Mother of all ducks

From: Davison Nick <N.A.P.Davison_at_greenwich.ac.uk>
Date: Thu, 20 Jan 2005 15:59:25 GMT


I thought that John Hughes would appreciate this from todays (London) Times.

Nick


Mother of all ducks shared a swamp with Tyrannosaurus rex

Primitive ducks may have lived alongside dinosaurs such as Tyrannosaurus rex, according to new research.

The fossil remains of a 70 million-year-old bird that appears to be an ancestor of modern ducks and geese have been discovered in Antarctica, showing conclusively that the relatives of modern birds lived alongside the dinosaurs.

While the first known bird, Archaeopteryx, lived 147 million years ago, it is commonly recognised to have been a "dead end" species whose descendants died out and did not give rise to modern birds.

The question of when today's birds started to evolve has long been the subject of scientific controversy. Some experts believe that they started to emerge alongside the dinosaurs of the late Cretaceous period, while others insist that bird evolution started only after the extinction of the dinosaurs 65 million years ago.

The discovery of a new species, Vegavis iaai, appears to settle the argument, as it has been conclusively dated to 70 million years ago -comfortably before dinosaurs died out.

Vegavis was found in 1992, but a new analysis of its bones has established it as a distinct species and established its date.

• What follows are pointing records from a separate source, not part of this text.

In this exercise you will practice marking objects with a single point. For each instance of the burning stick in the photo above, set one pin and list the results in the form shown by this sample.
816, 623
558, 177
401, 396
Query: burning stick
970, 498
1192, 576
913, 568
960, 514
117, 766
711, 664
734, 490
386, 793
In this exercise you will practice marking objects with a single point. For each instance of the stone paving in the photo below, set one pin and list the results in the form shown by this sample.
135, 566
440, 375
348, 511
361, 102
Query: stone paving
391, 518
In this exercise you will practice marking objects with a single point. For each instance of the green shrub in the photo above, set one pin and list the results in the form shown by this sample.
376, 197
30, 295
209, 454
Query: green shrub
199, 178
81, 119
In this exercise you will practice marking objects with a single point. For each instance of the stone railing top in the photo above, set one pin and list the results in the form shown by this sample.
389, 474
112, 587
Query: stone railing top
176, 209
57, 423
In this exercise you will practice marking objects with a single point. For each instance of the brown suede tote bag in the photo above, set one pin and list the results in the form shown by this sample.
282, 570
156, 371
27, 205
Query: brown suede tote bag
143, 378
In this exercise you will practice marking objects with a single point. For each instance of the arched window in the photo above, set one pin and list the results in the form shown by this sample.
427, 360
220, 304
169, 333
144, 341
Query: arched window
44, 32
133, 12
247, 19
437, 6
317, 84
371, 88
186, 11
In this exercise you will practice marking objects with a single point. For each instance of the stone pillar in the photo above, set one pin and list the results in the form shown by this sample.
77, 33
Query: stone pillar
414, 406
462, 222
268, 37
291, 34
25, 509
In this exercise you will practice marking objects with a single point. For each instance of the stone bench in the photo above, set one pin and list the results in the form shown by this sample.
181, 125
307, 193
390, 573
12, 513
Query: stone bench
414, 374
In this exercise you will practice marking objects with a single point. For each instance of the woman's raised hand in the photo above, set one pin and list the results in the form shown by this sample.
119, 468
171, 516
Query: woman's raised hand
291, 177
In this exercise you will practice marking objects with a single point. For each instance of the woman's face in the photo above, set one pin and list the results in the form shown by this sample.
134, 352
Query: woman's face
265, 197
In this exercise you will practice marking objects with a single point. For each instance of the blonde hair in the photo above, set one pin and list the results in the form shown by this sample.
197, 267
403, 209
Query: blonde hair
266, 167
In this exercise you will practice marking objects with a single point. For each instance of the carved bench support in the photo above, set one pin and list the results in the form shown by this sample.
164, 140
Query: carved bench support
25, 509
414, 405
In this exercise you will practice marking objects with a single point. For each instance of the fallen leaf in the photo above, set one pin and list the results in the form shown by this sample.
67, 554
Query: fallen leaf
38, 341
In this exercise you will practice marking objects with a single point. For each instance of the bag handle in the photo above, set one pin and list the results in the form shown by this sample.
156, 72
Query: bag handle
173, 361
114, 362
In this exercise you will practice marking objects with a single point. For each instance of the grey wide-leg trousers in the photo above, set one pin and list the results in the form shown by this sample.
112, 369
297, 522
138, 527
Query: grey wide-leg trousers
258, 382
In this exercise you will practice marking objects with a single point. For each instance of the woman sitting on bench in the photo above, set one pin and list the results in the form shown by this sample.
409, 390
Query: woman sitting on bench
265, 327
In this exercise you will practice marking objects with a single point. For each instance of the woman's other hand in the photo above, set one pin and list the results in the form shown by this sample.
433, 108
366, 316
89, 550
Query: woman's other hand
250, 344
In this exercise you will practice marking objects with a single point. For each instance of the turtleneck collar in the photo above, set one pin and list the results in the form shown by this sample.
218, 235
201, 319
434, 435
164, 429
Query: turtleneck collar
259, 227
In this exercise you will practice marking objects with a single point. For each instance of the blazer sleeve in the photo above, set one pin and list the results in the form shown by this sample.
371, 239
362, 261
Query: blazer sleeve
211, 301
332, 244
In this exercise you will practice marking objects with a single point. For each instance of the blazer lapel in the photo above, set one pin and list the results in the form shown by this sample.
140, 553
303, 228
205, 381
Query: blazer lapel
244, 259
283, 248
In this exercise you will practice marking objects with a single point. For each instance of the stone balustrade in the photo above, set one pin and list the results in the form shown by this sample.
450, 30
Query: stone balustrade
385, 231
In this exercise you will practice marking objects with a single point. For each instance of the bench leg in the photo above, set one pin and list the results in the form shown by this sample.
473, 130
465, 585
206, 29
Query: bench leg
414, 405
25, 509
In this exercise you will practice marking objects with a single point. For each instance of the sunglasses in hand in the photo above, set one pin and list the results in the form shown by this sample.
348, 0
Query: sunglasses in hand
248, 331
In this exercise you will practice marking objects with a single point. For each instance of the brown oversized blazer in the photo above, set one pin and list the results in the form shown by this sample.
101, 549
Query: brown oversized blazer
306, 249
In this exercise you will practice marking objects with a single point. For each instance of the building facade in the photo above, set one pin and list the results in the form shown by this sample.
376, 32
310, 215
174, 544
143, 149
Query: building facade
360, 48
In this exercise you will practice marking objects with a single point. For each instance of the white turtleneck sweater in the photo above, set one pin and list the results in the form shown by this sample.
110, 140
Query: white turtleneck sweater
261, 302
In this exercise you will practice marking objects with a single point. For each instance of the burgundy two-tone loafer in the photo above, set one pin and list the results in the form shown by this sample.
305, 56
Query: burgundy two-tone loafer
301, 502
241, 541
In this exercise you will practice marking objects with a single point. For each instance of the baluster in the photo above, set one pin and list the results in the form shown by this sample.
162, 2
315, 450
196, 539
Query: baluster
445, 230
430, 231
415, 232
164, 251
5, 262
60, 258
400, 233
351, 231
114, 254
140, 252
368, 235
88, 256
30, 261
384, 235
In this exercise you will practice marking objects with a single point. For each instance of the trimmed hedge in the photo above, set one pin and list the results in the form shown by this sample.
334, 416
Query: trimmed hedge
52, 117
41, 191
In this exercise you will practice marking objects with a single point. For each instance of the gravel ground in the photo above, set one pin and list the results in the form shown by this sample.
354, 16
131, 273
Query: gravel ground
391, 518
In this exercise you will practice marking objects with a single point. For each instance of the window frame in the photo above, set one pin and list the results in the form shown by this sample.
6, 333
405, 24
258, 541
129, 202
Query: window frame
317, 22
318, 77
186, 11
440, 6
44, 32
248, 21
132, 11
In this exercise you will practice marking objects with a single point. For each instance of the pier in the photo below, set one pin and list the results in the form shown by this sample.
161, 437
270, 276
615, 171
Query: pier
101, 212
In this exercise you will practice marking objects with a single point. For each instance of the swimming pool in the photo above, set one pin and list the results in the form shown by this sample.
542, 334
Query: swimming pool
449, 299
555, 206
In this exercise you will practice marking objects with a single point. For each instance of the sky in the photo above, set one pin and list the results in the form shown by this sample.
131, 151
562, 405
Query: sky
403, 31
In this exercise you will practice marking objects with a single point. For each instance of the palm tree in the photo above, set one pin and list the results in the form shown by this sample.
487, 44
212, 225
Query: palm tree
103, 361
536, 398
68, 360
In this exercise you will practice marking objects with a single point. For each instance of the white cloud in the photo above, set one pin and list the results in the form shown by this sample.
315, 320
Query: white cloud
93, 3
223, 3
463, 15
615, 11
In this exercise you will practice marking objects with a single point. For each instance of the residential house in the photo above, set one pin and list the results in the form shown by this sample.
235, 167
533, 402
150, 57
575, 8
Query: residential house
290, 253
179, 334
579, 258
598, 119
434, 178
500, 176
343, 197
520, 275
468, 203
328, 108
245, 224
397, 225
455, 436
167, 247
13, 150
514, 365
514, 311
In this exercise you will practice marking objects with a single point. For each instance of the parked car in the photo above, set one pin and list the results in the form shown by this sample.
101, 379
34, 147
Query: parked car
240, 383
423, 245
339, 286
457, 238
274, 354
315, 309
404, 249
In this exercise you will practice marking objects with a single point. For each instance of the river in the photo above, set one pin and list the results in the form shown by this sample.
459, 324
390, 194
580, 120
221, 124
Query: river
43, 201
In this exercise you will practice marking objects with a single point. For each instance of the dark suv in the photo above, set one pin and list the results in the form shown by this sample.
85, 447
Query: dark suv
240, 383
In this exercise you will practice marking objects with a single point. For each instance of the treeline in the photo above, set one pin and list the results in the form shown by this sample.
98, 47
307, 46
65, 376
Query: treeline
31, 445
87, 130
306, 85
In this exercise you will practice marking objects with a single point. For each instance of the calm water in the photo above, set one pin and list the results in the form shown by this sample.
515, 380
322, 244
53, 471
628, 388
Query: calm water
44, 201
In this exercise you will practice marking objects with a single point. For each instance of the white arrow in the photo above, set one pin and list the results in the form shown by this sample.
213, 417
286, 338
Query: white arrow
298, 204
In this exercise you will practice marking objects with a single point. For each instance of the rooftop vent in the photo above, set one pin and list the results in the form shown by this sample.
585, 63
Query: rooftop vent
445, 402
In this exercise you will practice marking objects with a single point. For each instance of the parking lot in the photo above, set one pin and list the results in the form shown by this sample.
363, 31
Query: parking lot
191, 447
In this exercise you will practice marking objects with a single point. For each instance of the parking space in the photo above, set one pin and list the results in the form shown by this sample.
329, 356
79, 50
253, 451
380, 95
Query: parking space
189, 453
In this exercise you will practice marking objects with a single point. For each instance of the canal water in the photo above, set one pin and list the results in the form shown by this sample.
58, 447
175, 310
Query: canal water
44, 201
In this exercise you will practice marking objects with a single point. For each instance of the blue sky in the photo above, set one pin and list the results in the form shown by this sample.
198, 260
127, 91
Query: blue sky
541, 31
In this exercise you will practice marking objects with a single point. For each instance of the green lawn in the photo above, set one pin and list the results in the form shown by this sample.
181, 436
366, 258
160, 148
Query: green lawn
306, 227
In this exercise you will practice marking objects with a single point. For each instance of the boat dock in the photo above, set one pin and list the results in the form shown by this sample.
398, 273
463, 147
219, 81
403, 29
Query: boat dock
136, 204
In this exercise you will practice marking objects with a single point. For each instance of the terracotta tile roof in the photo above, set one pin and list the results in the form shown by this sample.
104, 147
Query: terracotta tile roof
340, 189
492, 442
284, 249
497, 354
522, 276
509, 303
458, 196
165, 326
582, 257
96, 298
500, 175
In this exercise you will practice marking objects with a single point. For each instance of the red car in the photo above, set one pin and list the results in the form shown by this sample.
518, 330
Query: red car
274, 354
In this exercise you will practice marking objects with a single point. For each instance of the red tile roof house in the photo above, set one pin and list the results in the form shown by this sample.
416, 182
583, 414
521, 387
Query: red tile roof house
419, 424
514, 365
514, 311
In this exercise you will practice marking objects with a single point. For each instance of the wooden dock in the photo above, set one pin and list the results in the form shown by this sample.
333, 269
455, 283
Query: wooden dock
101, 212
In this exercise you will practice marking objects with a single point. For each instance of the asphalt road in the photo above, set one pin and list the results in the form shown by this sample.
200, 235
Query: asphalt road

It takes its name from Vega Island in Antarctica, where it was unearthed, the Latin word avis meaning bird, and from the IAA -the Argentine Antarctic Institute, which sponsored the expedition on which it was found. Details of the species are published today in the journal Nature.

Julia Clarke, of North Carolina State University, who led the research team, said that Vegavis belonged to the waterfowl family and was "most closely related to Anatidae, which includes true ducks".

That this species lived in the Cretaceous period implied that other ancestors of modern birds, including chickens, had evolved before the dinosaurs died out.

"Hypotheses implying a causal relationship between the extinction of non-avian dinosaurs and diversification of basal avian lineages must address these new data," the scientists said.